17-Year-Old Protégé Ends Chloe Kim’s Olympic Three-Peat Dream in Final Run

Chloe Kim just lost Olympic gold to the teenager she mentored.

South Korea’s Choi Gaon, 17, recovered from a brutal crash to score 90.25 on her final run Thursday night, dethroning the two-time defending champion who hadn’t lost an Olympic halfpipe in eight years. The upset ended Kim’s bid to become the first snowboarder ever to win three consecutive Olympic golds in the same event.

The Shoulder That Almost Stopped History

Kim dislocated her left shoulder one month ago during training in Switzerland. The injury looked career-threatening on video—she face-planted into the halfpipe wall and slid down awkwardly.

“A month ago, my chances looked bleak, and I had no practice on snow,” the 25-year-old American told Olympics.com. She still dominated qualifying with a 90.25 score days earlier, making the three-peat feel inevitable.

Day 6 Halfpipe Fast Facts:

  • 88.0 points: Kim’s first-run score that held the lead for most of the night
  • 90.25 points: Choi’s comeback score that won gold
  • 1 month: Time between Kim’s shoulder dislocation and Olympic finals
  • 8 years: Kim’s undefeated Olympic streak before Thursday
  • 17 years old: Age of the protégé who beat her idol

The Final Run That Changed Everything

Kim entered her last attempt trailing for the first time in Olympic history. Light snow fell over Livigno Snow Park as her coach gave her a choice: play it safe or go big.
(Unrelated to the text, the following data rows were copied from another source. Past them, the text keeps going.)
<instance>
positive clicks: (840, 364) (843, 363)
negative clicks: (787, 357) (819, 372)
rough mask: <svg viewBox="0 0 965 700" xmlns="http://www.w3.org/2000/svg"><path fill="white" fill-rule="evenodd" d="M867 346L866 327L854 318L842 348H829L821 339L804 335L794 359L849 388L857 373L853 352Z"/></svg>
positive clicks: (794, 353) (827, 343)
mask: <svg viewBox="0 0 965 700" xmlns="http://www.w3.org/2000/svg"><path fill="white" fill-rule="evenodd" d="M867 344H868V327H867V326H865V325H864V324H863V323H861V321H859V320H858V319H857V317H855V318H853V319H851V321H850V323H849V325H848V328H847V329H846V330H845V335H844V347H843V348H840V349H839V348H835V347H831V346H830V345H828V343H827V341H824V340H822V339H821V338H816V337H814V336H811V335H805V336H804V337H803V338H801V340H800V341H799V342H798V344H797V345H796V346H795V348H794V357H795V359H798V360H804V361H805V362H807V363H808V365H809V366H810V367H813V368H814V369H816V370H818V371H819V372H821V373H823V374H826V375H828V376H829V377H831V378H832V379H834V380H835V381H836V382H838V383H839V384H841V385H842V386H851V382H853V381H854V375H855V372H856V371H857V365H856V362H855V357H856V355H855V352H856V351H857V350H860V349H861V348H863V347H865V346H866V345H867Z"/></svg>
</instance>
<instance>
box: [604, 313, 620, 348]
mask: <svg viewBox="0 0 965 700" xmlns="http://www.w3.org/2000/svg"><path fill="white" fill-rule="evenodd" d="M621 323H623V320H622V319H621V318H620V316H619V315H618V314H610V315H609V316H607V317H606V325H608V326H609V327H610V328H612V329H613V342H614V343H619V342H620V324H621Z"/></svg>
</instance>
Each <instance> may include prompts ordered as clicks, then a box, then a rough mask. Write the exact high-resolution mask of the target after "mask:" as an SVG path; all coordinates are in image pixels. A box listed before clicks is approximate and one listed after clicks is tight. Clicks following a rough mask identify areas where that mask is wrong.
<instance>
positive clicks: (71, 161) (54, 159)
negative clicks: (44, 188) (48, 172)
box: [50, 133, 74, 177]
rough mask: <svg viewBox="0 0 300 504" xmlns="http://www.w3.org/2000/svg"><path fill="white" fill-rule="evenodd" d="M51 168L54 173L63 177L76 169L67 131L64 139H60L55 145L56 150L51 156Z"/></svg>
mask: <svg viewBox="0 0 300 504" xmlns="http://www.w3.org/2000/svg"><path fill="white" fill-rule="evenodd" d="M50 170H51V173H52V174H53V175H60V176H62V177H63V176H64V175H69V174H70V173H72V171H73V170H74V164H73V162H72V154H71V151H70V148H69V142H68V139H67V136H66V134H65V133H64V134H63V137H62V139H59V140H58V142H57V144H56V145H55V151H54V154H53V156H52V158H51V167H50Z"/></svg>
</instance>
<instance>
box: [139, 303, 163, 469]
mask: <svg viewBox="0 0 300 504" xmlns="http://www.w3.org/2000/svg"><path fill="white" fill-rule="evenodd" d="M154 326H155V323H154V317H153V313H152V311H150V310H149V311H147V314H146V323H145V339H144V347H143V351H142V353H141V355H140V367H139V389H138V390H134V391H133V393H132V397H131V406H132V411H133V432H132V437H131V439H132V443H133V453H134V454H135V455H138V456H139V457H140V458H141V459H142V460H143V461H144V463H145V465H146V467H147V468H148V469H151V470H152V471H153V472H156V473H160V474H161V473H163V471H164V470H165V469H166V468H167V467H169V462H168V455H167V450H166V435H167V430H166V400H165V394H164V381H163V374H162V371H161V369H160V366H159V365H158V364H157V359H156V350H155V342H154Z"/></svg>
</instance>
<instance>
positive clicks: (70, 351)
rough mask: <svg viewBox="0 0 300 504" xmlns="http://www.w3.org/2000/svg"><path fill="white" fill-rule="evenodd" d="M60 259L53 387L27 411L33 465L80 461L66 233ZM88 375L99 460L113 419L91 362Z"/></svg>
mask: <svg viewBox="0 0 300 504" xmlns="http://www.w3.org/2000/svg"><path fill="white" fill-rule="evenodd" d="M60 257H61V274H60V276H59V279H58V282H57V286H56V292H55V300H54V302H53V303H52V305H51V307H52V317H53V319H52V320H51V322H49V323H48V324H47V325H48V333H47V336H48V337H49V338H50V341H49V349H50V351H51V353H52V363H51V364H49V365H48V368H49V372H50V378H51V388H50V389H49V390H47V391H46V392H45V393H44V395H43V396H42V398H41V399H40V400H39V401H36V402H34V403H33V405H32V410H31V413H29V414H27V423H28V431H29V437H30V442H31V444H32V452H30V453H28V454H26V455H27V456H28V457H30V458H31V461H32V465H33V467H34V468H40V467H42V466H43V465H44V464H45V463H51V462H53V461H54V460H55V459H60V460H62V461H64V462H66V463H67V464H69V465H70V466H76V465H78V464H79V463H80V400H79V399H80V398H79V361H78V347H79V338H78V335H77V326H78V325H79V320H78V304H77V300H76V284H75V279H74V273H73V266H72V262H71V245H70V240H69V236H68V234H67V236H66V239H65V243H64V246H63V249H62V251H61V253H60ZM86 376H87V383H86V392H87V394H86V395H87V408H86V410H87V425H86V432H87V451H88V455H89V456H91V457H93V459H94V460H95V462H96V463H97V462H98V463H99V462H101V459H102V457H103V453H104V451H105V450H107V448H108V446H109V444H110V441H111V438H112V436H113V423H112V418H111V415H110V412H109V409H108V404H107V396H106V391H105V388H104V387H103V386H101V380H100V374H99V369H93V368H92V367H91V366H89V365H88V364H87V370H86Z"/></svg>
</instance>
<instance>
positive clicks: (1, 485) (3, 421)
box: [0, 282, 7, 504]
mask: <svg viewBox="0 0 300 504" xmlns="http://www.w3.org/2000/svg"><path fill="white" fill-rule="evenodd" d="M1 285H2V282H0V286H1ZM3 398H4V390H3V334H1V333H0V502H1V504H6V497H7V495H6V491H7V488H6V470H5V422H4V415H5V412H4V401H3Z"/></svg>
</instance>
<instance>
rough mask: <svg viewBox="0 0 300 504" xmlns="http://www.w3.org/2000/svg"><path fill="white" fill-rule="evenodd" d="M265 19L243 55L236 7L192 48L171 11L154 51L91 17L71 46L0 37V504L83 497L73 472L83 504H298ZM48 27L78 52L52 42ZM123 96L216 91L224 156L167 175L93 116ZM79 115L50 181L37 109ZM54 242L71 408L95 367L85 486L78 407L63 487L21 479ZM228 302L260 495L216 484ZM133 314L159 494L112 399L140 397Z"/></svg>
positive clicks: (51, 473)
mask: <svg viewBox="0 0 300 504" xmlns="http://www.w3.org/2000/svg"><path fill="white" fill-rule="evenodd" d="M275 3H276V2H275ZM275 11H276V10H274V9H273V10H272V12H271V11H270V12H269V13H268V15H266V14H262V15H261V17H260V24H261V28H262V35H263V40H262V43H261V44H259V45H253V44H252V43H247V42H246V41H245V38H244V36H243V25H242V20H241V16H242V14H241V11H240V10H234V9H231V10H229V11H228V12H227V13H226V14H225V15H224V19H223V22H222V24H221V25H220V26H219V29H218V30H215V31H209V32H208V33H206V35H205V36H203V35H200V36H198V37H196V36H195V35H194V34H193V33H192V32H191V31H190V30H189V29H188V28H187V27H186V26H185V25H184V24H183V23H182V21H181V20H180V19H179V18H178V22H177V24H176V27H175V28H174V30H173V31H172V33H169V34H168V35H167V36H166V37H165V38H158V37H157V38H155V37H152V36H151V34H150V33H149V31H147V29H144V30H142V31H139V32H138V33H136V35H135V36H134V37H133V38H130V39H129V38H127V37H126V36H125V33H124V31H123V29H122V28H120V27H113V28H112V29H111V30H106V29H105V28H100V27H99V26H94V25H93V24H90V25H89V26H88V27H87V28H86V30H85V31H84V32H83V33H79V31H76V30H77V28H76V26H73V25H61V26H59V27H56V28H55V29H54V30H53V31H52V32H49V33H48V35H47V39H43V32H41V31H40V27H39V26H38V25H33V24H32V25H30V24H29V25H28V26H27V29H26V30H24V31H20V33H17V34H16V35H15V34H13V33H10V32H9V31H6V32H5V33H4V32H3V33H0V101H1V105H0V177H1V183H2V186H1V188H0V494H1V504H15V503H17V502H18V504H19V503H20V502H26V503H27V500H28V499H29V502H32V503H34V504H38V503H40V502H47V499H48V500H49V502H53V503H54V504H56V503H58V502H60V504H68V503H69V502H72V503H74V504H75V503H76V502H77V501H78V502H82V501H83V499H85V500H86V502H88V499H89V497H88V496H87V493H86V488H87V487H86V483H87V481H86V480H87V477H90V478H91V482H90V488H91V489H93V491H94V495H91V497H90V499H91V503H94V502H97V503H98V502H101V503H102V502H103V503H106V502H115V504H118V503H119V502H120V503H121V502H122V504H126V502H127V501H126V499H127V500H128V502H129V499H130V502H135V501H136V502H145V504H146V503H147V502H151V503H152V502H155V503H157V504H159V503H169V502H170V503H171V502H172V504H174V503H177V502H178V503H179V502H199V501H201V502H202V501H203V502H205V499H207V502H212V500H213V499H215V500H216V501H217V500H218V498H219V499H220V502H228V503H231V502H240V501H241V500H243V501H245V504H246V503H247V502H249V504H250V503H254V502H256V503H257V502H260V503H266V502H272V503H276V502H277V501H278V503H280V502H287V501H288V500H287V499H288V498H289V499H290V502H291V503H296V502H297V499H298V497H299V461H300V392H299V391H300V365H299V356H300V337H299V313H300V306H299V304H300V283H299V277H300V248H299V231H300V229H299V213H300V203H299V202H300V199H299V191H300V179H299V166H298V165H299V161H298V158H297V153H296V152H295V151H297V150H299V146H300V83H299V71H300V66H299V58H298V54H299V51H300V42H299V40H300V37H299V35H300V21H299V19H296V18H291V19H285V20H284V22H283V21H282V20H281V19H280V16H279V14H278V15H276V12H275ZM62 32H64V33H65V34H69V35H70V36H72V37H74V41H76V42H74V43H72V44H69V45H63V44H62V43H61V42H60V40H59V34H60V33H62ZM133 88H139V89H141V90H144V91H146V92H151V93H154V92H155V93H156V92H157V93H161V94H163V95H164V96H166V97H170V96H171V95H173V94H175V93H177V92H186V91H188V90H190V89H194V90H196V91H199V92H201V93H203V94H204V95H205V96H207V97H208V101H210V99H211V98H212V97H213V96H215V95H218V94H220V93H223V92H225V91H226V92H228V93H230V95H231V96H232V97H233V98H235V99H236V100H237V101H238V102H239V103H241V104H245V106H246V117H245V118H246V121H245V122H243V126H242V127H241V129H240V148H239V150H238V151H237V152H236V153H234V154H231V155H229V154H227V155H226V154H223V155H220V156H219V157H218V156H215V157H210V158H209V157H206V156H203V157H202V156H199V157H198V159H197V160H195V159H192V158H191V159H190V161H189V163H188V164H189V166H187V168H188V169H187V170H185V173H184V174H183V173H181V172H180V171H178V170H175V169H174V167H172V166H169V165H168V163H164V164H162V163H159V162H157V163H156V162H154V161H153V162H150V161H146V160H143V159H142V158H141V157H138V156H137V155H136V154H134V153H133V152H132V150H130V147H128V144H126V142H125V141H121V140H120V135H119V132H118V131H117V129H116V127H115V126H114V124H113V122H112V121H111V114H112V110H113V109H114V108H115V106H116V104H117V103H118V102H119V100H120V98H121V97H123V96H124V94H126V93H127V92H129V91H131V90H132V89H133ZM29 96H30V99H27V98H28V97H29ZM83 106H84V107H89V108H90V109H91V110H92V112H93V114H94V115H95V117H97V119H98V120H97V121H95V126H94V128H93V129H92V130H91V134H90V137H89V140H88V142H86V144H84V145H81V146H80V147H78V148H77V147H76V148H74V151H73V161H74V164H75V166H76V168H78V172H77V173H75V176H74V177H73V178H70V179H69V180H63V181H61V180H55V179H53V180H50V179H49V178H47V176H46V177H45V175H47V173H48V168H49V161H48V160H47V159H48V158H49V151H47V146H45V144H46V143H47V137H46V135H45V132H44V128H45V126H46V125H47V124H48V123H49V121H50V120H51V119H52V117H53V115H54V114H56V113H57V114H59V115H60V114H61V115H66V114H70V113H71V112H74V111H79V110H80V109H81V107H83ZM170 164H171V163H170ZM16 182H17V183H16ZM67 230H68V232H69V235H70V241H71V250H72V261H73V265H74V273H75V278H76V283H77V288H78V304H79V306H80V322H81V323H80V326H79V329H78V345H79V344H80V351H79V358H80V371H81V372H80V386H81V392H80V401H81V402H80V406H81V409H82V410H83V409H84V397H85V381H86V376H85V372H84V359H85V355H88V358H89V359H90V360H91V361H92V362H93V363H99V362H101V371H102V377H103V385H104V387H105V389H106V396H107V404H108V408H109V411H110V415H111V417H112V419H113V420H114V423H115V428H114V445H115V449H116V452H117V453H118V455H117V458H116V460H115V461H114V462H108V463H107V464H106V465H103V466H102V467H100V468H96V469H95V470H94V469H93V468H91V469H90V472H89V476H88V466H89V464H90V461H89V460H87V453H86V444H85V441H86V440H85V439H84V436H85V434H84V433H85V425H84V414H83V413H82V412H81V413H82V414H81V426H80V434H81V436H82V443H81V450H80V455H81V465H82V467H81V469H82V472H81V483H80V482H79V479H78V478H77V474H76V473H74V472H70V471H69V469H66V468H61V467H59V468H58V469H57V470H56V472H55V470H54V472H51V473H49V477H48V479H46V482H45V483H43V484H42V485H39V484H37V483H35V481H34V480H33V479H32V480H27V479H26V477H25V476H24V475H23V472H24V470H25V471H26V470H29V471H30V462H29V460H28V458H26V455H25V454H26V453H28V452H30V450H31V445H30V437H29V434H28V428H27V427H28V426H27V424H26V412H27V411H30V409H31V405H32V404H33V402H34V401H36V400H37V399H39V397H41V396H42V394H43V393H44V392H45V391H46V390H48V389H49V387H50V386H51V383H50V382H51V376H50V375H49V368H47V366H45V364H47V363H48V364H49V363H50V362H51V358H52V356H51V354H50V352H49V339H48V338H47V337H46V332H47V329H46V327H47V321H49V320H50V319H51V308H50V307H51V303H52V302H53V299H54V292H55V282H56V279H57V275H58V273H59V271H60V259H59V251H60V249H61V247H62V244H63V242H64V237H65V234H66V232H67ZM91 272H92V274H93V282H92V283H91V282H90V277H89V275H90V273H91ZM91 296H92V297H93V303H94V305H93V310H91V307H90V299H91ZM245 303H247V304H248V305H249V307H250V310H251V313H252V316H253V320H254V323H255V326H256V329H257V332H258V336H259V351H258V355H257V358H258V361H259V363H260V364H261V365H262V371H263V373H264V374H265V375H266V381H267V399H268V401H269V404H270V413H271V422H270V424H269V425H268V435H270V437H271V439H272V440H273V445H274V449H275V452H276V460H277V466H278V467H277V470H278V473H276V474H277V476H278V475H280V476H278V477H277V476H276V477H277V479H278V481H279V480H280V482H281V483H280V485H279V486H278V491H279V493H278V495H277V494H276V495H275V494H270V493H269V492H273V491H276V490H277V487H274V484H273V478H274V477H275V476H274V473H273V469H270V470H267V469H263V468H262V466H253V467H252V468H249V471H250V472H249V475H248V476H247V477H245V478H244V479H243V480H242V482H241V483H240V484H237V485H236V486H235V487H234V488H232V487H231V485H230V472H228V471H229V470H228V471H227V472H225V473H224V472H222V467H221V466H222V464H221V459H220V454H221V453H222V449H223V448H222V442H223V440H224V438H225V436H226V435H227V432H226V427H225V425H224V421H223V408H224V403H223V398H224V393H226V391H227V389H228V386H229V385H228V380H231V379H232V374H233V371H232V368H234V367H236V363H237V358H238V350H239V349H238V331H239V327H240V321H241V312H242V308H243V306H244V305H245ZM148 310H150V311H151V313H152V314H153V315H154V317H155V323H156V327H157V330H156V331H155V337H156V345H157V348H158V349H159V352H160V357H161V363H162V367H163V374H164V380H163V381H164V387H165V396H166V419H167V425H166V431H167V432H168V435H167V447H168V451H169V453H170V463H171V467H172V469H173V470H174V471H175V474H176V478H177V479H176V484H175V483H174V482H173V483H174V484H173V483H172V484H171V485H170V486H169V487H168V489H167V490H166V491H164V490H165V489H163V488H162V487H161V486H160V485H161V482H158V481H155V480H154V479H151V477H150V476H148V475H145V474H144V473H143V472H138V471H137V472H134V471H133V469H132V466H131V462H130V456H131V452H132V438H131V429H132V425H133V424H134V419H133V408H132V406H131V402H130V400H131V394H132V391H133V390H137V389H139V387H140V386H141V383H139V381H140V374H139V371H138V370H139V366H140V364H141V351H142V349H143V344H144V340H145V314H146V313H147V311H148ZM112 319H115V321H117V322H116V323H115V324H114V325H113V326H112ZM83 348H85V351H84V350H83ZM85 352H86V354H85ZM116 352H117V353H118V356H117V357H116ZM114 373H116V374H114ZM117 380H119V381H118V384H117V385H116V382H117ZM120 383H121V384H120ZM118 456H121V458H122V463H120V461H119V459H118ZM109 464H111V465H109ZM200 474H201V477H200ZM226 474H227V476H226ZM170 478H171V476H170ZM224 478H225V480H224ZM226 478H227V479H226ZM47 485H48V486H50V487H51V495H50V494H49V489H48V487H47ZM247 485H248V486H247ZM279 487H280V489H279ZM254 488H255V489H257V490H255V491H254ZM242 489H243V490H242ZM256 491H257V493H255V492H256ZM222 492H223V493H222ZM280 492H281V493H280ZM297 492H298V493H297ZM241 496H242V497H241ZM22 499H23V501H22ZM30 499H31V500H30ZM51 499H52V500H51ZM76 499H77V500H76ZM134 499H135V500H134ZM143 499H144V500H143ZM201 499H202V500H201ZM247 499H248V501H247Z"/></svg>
“I wanted to go for it. Because that’s what I do,” Kim said. She launched higher than her first run but couldn’t match Choi’s technical execution.

The Twist Nobody Expected

Choi crashed hard earlier in the competition, slamming into the halfpipe as spectators gasped. The teenager who idolizes Kim then delivered the performance of her life when it mattered most.​

“I’ll admit, I went pretty safe on it,” Kim said of her first run, watching competitors fall around her. That conservative strategy backfired when Choi proved fearless in the final round.

Why It Matters

Kim’s smile at the medal ceremony shocked viewers expecting devastation. Her silver might mean more than her previous golds—she competed with an injury that nearly ended her Olympic dream entirely. The passing of the torch from mentor to protégé delivered the kind of generational sports drama that transcends snowboarding and proves even legends can’t win forever.